そしてもう一つは、人間大の黒い影。水面を走るというそれだけで超音速の速度で駆け抜ける、全身を黒い布で包んだ謎の男だ。その姿は、まさしくパブリックイメージとして大衆が思い浮かべる「忍者」のそれだった。
「え、誰?」
『誰だこいつ!?』
「マクスウェル! 奴だ!」
「この絶好のタイミングで……!」
仮称「忍者」は、駆け抜ける勢いのままマクスウェルを視界に収めると、その腕を掲げた。
ナルミと異なる黒い色味のエーテルの奔流が形作るのは、鋭く尖った岩塊だ。唖然としながらも、ディセットが半ば反射で滑腔砲を撃ったことでエストラダたちの距離が離れたその瞬間を縫うように、忍者はマクスウェルへと襲いかかる。
「またしても我々の前に立ちふさがるのか、忍者!」
「忍者などと上等なものではない。貴様らのせいで復讐に狂わされた……一匹の鬼よッ!」
鉄や鋼の如き音を立てて岩塊と闇が互いに喰らい合う。忍者とマクスウェルは揉み合うように格闘戦に発展し、海面を爆ぜさせるようにして水飛沫を散らした。
「誰だか知らぬが行け! この男は俺が討ち果たす!」
「え、あ、は、はい!?」
「行かせるものか……!」
『それは俺の』
『あたしの台詞だ! 撃ちなさいディセット!!』
『耳元で騒ぐな!!』
「チィ……!」
その場に釘付けにされたマクスウェルは、当然ながらナルミの足止めになど向かうことはできない。
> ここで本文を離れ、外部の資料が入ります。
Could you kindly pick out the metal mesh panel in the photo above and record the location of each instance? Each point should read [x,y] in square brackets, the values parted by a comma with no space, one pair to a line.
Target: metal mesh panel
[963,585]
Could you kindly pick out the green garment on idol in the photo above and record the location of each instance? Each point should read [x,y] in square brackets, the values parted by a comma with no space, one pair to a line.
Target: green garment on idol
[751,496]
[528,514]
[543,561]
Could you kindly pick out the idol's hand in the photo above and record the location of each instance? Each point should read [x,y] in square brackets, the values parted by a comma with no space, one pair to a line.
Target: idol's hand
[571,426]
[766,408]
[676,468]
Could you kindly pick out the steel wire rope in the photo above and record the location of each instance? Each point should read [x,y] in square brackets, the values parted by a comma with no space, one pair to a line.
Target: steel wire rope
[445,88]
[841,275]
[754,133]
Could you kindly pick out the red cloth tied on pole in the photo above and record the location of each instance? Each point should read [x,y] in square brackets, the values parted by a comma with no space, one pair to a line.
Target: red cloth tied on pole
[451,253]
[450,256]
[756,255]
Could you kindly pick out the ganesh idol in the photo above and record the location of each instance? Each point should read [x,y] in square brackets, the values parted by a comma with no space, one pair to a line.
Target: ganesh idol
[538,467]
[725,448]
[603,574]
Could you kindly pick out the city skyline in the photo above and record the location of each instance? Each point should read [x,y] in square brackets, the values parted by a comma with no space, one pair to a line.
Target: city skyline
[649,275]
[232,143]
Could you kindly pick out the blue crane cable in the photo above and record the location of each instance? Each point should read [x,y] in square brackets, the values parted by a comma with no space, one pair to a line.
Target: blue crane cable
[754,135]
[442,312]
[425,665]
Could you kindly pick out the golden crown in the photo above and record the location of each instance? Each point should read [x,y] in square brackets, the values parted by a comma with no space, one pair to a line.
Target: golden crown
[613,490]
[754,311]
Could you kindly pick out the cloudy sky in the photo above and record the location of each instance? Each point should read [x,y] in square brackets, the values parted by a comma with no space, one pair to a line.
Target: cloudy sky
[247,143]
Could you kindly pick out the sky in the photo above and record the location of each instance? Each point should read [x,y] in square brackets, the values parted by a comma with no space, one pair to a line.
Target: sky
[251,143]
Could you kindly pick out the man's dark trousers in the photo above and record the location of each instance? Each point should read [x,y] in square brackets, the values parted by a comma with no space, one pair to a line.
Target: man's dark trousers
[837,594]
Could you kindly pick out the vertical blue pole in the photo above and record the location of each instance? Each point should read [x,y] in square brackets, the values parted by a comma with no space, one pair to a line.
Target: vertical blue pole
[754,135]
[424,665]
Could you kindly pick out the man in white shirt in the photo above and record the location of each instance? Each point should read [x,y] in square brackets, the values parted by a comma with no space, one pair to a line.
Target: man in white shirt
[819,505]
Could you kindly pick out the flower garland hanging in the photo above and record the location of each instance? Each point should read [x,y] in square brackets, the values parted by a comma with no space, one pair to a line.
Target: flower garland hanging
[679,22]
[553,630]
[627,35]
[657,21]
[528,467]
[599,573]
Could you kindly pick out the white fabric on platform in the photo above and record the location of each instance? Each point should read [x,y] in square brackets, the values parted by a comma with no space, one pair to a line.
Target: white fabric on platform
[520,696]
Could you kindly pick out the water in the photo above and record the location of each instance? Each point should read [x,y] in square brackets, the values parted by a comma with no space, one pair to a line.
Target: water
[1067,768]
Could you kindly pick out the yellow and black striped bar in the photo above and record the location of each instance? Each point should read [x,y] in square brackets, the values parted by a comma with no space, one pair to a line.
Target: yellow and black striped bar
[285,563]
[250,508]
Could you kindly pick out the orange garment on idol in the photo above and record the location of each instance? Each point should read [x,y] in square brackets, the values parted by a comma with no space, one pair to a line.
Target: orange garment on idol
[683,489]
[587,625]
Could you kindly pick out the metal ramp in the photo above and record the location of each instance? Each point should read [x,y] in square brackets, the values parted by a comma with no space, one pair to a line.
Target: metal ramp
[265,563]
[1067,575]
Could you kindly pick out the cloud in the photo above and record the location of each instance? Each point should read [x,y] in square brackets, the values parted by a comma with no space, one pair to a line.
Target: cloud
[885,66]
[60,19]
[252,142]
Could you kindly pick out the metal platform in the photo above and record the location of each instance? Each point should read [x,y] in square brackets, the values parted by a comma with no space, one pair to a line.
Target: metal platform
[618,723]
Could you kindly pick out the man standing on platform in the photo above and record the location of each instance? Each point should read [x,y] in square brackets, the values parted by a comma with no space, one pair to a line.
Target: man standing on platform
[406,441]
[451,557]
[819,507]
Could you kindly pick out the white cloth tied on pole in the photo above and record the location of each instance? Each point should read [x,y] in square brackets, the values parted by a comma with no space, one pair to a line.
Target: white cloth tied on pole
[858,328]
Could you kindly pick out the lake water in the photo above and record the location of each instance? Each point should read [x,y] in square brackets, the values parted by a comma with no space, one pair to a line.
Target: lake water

ならば自分が、と飛び出しかけたエストラダを留めたのは、正確に彼に向かって放たれた弾丸だ。人体を容易く肉片に変える威力を持ったそれを両断すると、彼は眼前に躍り出たガルデニアとの対峙を余儀なくされる。
『止められるか!?』
「――止めてくる!!」
釈然としない気持ちこそあるが。
死を覚悟しなければならない状態でもあるが。
だとしても――決めた以上は、やり遂げなければならない。
友人に背を押される形で、ナルミは再び隕石を破壊するために高空へと飛び出した。